Ночью мне снился Незнакомый мужчина. Снилось, что было что-то хорошее. Он говорит: «Надежда» и прижимает к груди мою голову. А я почему-то чего-то стеснялась что ли, отстраняюсь. Он обижается. Потом где-то лежит, рядом лежит, под одеялом. Я за волосы его ерошу, он недоволен. Беру за руку, впереди лес, веду туда. «Куда?» – «В лес. Что ли не любишь лес?» – «Очень люблю». И он уже доволен, и мы уже идём по дороге, а впереди изумительный лес, из детства, из семидесятки.[9]
29 июня 1981
Наш Манников мне нравится всё больше и больше. Вчера он на ЭВМ посадил меня около себя:
– Я посмотрел твою программу.
– Где вы её посмотрели? – я покраснела как рак. – Это нехорошо.
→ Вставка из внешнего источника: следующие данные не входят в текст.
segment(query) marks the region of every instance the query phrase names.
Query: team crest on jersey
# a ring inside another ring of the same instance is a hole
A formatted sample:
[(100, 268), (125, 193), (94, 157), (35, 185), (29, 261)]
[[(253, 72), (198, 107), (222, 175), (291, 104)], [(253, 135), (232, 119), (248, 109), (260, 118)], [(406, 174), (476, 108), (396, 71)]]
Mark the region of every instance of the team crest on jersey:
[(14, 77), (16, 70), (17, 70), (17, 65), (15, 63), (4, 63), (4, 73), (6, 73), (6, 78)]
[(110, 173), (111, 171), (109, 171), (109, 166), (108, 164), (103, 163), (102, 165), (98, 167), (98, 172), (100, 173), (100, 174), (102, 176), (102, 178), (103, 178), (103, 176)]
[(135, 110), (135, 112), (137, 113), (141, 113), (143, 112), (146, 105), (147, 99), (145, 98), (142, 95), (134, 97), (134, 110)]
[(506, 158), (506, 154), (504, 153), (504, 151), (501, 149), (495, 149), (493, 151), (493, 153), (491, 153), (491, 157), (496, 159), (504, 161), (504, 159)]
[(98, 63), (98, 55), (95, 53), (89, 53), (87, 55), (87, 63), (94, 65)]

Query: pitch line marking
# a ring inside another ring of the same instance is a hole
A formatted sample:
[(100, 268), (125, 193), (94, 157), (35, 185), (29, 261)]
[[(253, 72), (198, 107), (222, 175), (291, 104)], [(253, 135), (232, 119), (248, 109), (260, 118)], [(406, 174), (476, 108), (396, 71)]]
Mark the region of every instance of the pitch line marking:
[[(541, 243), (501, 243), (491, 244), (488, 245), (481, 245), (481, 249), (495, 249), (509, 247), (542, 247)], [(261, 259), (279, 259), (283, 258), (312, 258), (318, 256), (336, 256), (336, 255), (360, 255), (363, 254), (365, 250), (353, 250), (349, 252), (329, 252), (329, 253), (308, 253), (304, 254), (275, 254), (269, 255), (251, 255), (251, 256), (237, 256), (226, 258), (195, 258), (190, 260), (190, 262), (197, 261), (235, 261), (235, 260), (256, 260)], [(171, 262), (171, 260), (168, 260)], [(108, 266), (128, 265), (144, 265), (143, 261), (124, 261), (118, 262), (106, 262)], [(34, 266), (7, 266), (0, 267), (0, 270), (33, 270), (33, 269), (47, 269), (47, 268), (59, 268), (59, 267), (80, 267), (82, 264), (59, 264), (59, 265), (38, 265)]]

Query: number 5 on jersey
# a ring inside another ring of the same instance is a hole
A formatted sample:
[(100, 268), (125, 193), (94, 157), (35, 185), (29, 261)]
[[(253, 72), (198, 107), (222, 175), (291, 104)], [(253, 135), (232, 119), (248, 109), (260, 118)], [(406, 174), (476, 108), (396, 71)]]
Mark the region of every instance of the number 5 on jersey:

– Случайно. Здесь валялась. Совершенно случайно. Зачем ты открываешь файл по этой системе?
– Я? Нет. Я открываю его как последовательный. Вы что-то перепутали. Вот посмотрите.
– Учишь вас учишь, а вы ничего знать не хотите.
– Да вы что. Я как губочка всё впитываю.
Пообщались. А сегодня я попросила посмотреть его программы. Он показал. Объяснял. Я никак не могла одного места понять, он, наверное, здорово посмеялся про себя, но я сразу сказала, что у меня бывает такое, я тупею очень резко. Он несколько раз объяснял. Но ничего, благосклонно, здорово не ругался.
Вечером за мной зашла Таня. Всё посмотрела. Её потрясли размеры нашей ЭВМ. Я ей составила синусоиды благоприятных и неблагоприятных для творчества и любви периодов. Она удивилась:
– Всё совпадает!
Таня разводится с Серёжей. У неё сейчас трудное время.
8 августа 1981
Наконец-то суббота! Вчера Манников довёл меня до слёз. Потом извинялся:
– Надя, извини ради бога.
Покраснел как свекла.
Сегодня звонил Женя, он, оказывается, всю неделю звонил, не мог дозвониться. Может, и Ф.Ф. звонил, не мог дозвониться? Позвоню сама. А что я ему скажу? Что у меня лимон высох? Который его к чаю дожидается.
4 сентября 1981
Много же времени прошло. Ф. Ф. давно вернулся из отпуска. Я не звоню. Тоже скоро в отпуск уйду. Теперь я человек независимый. На работе, кроме любимого электронщика, появился любимый начальник ЭВМ. Почему я его раньше не замечала? Сейчас мы друг другу светимся. Ах, как мне нравится, когда он рядом сидит. Большой. Улыбается. Нравится мне его на «вы» называть. Выговаривать: «Владимир Германович». А он сбивается с «ты» на «вы». Но теперь, наверное, уже чётко знает, что мы с ним на «вы». Девочки, операторы, с ним по-простому. Ещё у нас есть наладчики. Я покривлю душой, если скажу, что мне наш наладчик Паша не нравится. Нравится, только у него какой-то очень тяжёлый взгляд. Но в более тесном кругу, когда праздновали день рождения Тамары, он оказался гораздо приятнее.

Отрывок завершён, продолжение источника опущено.